ゼグラスに屈したペンギンズ!シュートアウト不振の真相を解明

アイスホッケー名勝負

はじめに

 主力欠場という絶体絶命のピンチで迎えたフライヤーズとの宿敵対決。3度のリードを奪う意地を見せたペンギンズでしたが、待っていたのはまたしても「シュートアウト」の悪夢でした。

 今季1勝9敗と苦しむチームに立ちはだかったのは、かつての守護神スキナーも恐れる“あの男”の超絶技巧。技術か、それとも心理的な壁か――。

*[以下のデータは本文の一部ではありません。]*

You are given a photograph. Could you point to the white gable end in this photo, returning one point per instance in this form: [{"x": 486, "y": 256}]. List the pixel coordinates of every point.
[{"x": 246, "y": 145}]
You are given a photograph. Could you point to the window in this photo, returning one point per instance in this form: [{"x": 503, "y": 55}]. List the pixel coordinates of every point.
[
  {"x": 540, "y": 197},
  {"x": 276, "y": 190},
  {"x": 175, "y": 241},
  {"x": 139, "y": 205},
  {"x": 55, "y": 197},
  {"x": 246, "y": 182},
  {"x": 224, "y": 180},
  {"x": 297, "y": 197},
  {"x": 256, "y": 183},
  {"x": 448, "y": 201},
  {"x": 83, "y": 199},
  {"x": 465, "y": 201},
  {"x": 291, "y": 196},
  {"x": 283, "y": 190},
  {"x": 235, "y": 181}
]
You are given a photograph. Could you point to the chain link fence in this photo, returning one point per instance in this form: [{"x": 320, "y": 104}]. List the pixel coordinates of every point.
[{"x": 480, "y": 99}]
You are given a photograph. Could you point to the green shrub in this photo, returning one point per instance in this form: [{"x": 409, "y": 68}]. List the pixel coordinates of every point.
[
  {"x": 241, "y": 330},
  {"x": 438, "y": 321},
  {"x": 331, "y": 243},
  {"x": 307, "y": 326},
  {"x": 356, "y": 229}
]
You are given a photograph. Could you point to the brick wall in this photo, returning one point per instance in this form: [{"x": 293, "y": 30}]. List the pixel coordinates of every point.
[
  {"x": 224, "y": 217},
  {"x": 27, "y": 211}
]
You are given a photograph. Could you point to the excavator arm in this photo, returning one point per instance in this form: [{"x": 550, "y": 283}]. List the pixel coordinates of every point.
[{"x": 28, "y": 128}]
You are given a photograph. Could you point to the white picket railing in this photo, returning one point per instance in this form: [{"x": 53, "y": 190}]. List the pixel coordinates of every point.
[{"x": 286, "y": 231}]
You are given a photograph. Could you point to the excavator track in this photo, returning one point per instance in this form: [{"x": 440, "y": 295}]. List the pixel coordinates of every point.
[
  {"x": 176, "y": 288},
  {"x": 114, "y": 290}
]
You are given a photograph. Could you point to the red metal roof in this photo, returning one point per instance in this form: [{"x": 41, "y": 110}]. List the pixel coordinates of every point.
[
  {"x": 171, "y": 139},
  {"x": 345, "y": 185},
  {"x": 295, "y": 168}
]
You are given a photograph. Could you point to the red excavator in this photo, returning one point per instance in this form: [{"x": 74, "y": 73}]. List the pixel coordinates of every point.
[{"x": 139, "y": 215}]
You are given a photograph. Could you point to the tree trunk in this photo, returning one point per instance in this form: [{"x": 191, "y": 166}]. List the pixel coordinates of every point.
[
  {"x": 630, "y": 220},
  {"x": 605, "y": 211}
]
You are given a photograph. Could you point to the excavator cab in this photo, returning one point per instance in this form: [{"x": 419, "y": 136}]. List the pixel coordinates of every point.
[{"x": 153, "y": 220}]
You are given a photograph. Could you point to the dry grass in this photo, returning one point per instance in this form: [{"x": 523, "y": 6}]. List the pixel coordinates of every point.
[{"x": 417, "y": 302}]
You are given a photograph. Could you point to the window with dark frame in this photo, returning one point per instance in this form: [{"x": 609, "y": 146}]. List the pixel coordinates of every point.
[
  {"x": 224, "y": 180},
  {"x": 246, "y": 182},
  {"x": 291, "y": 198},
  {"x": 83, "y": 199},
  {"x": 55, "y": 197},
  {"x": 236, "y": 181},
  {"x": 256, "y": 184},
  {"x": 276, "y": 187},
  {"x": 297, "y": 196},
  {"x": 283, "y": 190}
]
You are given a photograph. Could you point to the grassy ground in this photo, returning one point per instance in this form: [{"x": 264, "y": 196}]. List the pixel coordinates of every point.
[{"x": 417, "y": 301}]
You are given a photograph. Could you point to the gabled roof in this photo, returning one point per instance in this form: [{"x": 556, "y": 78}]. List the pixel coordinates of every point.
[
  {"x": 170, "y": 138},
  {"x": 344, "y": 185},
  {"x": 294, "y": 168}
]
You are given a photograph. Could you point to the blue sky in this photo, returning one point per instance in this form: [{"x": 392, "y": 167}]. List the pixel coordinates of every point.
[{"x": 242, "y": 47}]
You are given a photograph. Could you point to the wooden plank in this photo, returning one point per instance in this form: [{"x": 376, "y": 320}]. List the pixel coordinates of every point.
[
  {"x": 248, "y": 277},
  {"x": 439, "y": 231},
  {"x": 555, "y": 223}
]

 エース不在の中で見えた光と影、そして新たな記録を打ち立てた選手の活躍まで、手に汗握る一戦を徹底解説します!🏒✨

参照記事:Pittsburgh Post-GazetteShorthanded Penguins relive shootout nightmare in loss to Flyers

Pittsburgh Post-Gazette

 アメリカ・ペンシルベニア州ピッツバーグを代表する老舗新聞社の公式ニュースサイトであり、地域報道において長い歴史と影響力を持つ媒体として知られている。

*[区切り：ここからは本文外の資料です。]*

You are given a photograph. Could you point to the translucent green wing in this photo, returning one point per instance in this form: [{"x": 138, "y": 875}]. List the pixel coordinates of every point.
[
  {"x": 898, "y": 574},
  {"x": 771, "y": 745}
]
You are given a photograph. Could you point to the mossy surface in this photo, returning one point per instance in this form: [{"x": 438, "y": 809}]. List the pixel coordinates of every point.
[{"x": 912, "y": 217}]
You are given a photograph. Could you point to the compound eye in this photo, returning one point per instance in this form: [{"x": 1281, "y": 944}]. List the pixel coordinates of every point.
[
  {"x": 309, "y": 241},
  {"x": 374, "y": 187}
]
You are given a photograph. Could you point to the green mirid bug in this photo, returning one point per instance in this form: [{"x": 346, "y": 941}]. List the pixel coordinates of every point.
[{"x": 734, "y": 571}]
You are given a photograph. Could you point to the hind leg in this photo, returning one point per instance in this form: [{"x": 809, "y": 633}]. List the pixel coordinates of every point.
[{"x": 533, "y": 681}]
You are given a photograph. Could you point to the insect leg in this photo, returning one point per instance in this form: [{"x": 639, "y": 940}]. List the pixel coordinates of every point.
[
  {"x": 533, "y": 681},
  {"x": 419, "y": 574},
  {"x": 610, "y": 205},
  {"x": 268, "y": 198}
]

 その起源は1786年に創刊された「Pittsburgh Gazette」にまで遡り、これはアメリカ合衆国でアレゲニー山脈より西側で最初に発行された新聞とされるなど、米国ジャーナリズム史の中でも象徴的な存在。

 現在の「Post-Gazette」という名称は1927年に複数の新聞が統合されて誕生したもので、以来長年にわたりピッツバーグ都市圏の主要日刊紙として機能してきた。

 新聞は地方紙でありながら全国的な評価も高く、調査報道や写真報道などで複数のピューリッツァー賞を受賞。例えば1938年には最高裁判事ヒューゴ・ブラックの過去を暴いた調査記事でピューリッツァー賞を獲得し、その後も難民報道や社会問題の取材などで同賞を受賞するなど、地方紙でありながら国家的な影響力を持つ報道機関として評価されてきた。

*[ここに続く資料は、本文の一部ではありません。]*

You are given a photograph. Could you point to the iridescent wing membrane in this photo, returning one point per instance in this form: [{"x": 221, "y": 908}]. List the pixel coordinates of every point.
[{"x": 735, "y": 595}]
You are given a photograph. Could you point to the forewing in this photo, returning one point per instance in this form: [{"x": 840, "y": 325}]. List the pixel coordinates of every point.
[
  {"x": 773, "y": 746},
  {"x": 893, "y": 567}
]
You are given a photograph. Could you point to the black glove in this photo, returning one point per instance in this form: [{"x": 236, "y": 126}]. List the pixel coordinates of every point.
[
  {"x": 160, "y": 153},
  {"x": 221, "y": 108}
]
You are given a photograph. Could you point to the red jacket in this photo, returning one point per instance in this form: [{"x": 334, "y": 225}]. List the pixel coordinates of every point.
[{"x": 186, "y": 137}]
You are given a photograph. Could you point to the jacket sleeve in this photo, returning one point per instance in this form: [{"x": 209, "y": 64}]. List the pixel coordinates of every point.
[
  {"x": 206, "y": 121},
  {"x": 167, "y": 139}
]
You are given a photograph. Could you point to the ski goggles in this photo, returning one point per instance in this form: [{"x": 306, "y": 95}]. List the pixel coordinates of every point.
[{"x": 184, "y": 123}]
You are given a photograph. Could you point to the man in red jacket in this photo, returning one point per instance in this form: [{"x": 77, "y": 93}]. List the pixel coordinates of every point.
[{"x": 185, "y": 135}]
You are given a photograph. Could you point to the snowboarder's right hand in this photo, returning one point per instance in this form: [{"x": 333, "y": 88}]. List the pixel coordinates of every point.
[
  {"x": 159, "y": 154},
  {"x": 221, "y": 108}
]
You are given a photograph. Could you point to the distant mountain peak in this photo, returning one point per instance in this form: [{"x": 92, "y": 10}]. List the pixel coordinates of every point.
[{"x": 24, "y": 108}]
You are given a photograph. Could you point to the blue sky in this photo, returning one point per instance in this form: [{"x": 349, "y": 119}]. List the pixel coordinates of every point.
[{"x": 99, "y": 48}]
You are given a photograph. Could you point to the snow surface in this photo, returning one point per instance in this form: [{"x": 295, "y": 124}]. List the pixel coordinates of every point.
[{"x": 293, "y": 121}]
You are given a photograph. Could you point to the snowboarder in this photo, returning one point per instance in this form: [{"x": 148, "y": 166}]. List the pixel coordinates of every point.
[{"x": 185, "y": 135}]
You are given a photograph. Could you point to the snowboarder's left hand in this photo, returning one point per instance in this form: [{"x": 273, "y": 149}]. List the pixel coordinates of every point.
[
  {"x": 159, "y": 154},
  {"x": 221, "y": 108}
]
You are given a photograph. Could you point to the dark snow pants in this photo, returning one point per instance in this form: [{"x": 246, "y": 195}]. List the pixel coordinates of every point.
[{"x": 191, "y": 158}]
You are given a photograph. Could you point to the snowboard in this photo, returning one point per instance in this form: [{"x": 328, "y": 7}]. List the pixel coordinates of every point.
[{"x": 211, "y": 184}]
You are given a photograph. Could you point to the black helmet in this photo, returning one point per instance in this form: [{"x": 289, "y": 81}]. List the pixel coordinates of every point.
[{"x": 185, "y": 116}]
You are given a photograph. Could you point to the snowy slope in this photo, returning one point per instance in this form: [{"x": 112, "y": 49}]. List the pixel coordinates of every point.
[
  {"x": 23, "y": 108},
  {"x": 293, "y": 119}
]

 こうした実績は、地域スポーツの取材にも同じ姿勢が貫かれていることを示しており、ペンギンズやスティーラーズなどピッツバーグの主要プロスポーツに関する報道は、地元ファンにとって最も信頼できる情報源の一つとされている。

 ただし近年は、アメリカの地方新聞が直面している構造的な危機の影響を強く受けている。広告収入の減少やデジタル化による読者離れに加え、労働組合との長期的な対立などが重なり、経営は長年厳しい状況に置かれてきた。

 実際、運営会社のブロック・コミュニケーションズは、この新聞の運営で20年間に約3億5000万ドル以上の損失を計上したと説明しており、こうした財政的な負担が新聞業界全体の縮小を象徴する事例として報じられている。

 その結果、Post-Gazetteは近年オンライン中心の媒体へと移行し、紙の発行は週数回に縮小されるなど、地域新聞のビジネスモデルの転換を迫られてきた。さらに2022年から続いた長期ストライキや裁判問題が経営をさらに圧迫し、2026年にはついに閉鎖が発表される事態に至っている。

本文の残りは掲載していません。